Preprocess and add batch dimension
input_ids = tokenizer(inputs, return_tensors="pt").input_ids.to(device)
input_ids = input_ids.unsqueeze(0) # Adds a batch dimension if not already present
Inference with mixed precision
with autocast():
outputs = model.generate(input_ids, max_length=100)
Post-process
generated_text = tokenizer.decode(outputs[0], skip_special_tokens=True)
print(generated_text)
what do i do
Hello, it seems that PyTorch was actually only able to allocate 12GB. I suggest you use nvtop (dunno how to do it on Windows) to find out who is sitting on those missing 4GB. Anyways, you should try to load the model with float16 or bfloat16 first. The full precision of float32 is rarely really necessary:
model = AutoModelForCausalLM.from_pretrained(model_name, cache_dir=model_directory, torch_dtype=torch.bfloat16).to(device)
If that still doesn't work, then you have to use quantization:
quantization_config = transformers.BitsAndBytesConfig(load_in_8bit=True, llm_int8_enable_fp32_cpu_offload=False)

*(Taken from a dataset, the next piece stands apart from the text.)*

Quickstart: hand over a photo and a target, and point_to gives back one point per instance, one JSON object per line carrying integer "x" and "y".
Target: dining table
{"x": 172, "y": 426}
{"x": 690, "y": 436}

#quantization_config = transformers.BitsAndBytesConfig(load_in_4bit=True, bnb_4bit_compute_dtype=torch.bfloat16)
model = AutoModelForCausalLM.from_pretrained(model_name, cache_dir=model_directory, device_map='cuda', quantization_config=quantization_config)
I have to use 4bit quantization and Flash Attention to run it on an 8GB RTX 3070. Good luck!